Comparative example 1
(1) macropore alumina supporter S7 is prepared according to patent US4448896, detailed process: by 225g boehmite
(Shandong Aluminum Plant, Chinese Aluminium Co., Ltd) and 67.5g carbon black powder (mass fraction relative to boehmite 30%) exist
60min is stirred in mixer in a dried form, mixture is then moved into an autoclave blender (its volume is 2L),
The nitric acid solution that 267g mass fraction is 4.3% is added in 5min thereto while stirring, continues to stir 25min.It is added
The ammonium hydroxide that 128g mass fraction is 2.1% continues mixture to stir 25min.Mixture is extruded into screw banded extruder
Diameter is the strip carrier of 1.5mm, and dry 3h, then places it in Muffle furnace at 120 DEG C, under dry air stream, journey
Sequence is warming up to 600 DEG C, roasts 3h, and then obtain reference active aluminum oxide carrier S7.
Comparative example 2
Boehmite is prepared using the conventional inorganic aluminate precipitation method and then adds the forming of physics expanding agent extrusion, specifically
Process: the deionized water of 2L is added into the stirred reactor of 5L and is heated to 70 DEG C, by 500mL molar concentration in 30min
For the Al of 0.882mol/L2(SO4)3The NaAlO that solution and 1000mL molar concentration are 2.549mol/L2Solution is into reactor
Cocurrent titration, keeping solution ph is 7.5 or so, after titration, continues to stir aging 1h, be washed with deionized, 120 DEG C
Boehmite is made in lower dry 3h.Take the concentrated nitric acid that 100g boehmite powder and 2.5g mass fraction are 65%, 5g lemon
Lemon acid, 8g carbon black powder, 3g sesbania powder and 80g water kneading are uniform, and plastic is extruded into three leaves of Ф 1.5mm on screw rod banded extruder
Careless profile bar, dries at room temperature, dries 12h at 120 DEG C, 600 DEG C of roasting 5h under conditions of blowing air, obtains reference alumina load
Body S8.
The preparation method of Hydrodemetalation catalyst:
Embodiment 7: weighing 9.10g ammonium molybdate and 3.97g nickel nitrate, is added in a certain amount of deionized water (according to survey
The volume of maceration extract needed for the water absorption rate of fixed carrier calculates), the ammonium hydroxide that mass fraction is 25% is then added and adjusts maceration extract
PH is 9.5, heating stirring to solution clear.Above-mentioned carrier S 1-S8 is broken into the particle of 1-2mm, 50g carrier is taken to use
Then equi-volume impregnating supported active metals component nickel and molybdenum are dried at room temperature, dry 5h at 120 DEG C, are roasted at 550 DEG C
Hydrodemetalation catalyst C1-C8 is made in 5h.Wherein, the content of metal of catalyst is with MoO36.84%, Nio is calculated as to be calculated as
0.47%.
Embodiment 8: weighing 13.78g ammonium metatungstate and 4.56g nickel nitrate, be added in a certain amount of deionized water (according to
The volume of maceration extract needed for the water absorption rate of the carrier of measurement calculates), heating stirring to solution clear.By above-mentioned carrier S 1-
S8 is broken into the particle of 1-2mm, takes 50g carrier to use equi-volume impregnating supported active metals component nickel and tungsten, then room temperature
Under dry, dry 5h at 120 DEG C, at 600 DEG C roast 5h, Hydrodemetalation catalyst is made.Wherein, the Metal Supported of catalyst
Amount is with WO3It is calculated as 16.0%, Nio and is calculated as 1.2%.
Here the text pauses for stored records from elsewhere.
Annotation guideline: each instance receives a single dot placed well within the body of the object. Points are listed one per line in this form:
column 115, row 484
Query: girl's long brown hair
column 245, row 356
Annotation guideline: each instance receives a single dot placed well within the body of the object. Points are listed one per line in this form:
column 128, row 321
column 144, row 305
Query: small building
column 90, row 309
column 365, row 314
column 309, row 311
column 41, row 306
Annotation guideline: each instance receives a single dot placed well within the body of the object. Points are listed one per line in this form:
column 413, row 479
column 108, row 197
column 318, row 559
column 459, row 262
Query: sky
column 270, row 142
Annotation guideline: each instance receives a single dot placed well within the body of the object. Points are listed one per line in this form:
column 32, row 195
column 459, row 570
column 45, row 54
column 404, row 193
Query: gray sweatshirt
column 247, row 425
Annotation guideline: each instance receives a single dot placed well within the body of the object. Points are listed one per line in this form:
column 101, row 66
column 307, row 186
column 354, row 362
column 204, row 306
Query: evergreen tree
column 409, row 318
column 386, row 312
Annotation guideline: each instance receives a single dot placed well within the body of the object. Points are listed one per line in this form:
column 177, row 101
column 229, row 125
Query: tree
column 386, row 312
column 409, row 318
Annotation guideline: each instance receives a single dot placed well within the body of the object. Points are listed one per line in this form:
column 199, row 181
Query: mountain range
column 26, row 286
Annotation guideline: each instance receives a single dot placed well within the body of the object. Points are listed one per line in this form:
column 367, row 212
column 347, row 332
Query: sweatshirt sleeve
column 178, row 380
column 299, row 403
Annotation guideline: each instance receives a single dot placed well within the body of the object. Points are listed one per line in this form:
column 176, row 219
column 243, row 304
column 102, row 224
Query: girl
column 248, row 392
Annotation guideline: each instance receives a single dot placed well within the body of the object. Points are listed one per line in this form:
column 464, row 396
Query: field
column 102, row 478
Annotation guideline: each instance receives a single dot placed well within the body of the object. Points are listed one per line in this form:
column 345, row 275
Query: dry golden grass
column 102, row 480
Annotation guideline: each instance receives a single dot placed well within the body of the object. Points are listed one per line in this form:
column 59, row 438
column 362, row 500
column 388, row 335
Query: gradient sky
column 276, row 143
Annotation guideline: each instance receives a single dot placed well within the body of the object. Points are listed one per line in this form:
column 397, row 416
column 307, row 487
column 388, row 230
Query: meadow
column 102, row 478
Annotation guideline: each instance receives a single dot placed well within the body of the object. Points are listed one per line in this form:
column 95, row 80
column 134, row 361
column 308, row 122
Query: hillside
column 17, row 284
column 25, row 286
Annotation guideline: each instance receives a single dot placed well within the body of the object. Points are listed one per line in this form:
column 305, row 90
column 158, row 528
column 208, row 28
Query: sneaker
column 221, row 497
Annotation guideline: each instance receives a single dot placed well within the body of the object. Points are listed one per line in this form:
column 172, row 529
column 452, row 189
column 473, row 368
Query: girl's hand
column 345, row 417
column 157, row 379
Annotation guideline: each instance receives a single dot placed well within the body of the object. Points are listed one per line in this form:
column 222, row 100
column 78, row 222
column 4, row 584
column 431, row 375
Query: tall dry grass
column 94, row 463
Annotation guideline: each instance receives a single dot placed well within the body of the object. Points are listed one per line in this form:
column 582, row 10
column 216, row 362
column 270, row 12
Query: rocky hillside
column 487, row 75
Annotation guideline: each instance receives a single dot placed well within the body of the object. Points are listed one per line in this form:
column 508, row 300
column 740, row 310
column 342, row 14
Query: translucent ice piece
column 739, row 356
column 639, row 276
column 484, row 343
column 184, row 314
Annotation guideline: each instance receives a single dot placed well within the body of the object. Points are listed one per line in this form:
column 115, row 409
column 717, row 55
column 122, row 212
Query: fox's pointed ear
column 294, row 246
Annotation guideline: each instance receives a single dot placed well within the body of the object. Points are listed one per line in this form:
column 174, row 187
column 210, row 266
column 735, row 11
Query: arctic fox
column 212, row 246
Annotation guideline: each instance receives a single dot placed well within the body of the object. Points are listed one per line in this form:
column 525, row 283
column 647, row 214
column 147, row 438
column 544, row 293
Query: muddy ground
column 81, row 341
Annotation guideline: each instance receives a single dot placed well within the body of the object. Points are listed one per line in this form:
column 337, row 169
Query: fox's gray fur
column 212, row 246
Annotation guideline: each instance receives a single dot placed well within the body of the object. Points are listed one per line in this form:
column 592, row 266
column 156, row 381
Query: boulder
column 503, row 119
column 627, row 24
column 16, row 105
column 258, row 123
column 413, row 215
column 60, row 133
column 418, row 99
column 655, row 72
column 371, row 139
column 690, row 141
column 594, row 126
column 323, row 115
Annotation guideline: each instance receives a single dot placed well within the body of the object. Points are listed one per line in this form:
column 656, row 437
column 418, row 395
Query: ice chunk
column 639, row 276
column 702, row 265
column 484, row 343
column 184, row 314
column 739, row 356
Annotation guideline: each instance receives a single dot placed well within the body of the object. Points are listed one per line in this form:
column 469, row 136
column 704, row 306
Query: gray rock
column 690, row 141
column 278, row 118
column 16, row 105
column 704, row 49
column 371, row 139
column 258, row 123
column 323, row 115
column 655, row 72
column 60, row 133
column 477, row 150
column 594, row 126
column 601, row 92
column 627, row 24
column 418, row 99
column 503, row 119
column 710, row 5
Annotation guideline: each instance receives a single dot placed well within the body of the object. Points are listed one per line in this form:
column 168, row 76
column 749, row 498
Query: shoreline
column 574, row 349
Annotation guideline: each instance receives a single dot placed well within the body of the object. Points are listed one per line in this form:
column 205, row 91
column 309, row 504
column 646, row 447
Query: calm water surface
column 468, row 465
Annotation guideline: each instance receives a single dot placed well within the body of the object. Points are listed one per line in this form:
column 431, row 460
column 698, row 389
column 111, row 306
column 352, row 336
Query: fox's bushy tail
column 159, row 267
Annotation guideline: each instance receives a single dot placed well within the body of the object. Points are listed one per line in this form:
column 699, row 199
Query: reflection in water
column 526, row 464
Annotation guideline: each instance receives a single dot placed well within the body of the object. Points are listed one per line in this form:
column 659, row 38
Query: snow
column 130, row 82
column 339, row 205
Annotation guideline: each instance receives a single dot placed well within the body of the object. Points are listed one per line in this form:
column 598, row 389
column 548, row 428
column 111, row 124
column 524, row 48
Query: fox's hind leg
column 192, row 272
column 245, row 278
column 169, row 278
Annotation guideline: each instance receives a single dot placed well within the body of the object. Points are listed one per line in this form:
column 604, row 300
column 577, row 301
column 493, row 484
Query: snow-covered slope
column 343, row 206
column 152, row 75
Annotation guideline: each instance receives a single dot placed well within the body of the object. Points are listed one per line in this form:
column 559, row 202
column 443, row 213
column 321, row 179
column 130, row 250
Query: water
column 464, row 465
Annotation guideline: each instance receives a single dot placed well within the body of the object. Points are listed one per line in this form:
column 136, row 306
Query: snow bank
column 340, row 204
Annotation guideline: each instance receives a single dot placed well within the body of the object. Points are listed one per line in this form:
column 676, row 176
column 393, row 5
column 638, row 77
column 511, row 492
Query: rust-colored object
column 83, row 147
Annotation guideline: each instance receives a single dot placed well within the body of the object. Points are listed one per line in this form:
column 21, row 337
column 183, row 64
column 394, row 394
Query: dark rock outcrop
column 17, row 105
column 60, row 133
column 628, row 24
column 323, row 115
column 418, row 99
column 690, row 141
Embodiment 9: weighing 5.32g ammonium molybdate and 0.81g cobalt nitrate, is added in a certain amount of deionized water (according to survey
The volume of maceration extract needed for the water absorption rate of fixed carrier calculates), the ammonium hydroxide that mass fraction is 25% is then added and adjusts maceration extract
PH is 9, heating stirring to solution clear.Above-mentioned carrier S 1-S8 is broken into the particle of 1-2mm, takes 50g carrier use etc.
Then volume impregnation method supported active metals component cobalt and molybdenum dry at room temperature, dry 5h at 120 DEG C, at 550 DEG C roast 5h,
Hydrodemetalation catalyst is made.Wherein, the content of metal of catalyst is with MoO3It is calculated as 4%, CoO and is calculated as 0.4%.
By taking the C1-C8 catalyst prepared in embodiment 7 as an example, its pore structure property and hydrodemetallization performance are examined
Comparison is examined, 2 and table 5. are specifically shown in Table
2 catalyst pore structure property of table
The correlation data of table 2 shows that the catalyst C1-C6 most probable pore size range of the method for the present invention preparation is 15-25nm
(accounting for hole holds distribution 30% or so), while occurring obvious pore size distribution within the scope of 100-200nm, realize catalyst
The classification beam system in different function hole is standby.The pore size distribution of reference catalyst C7 and C8 focuses primarily upon < 15nm in the range of, catalysis
Agent lacks the distribution of macropore.In addition, since the macropore of the method for the present invention is mainly oxygen during multiple hydrolysis-deposition
Change what alumina particles were formed by multiple stacked arrangement, therefore just has under conditions of adding small amount physics expanding agent larger
Pore size distribution, while the mechanical strength of catalyst is also apparently higher than reference catalyst.
Reactivity evaluation
Using Venezuela's deasphalted oil as raw material on drip bed hydroprocessing micro-reaction equipment, hydrodemetallisation catalyst is carried out
The reactivity of agent is evaluated, and the vulcanization of use and reaction condition are as shown in table 3, and feedstock property is shown in Table 4.To hydrodemetallization
Oil product carries out metal after processing and sulfur content assay, the demetallization per and desulfurization degree of C1-C8 catalyst are as shown in table 5.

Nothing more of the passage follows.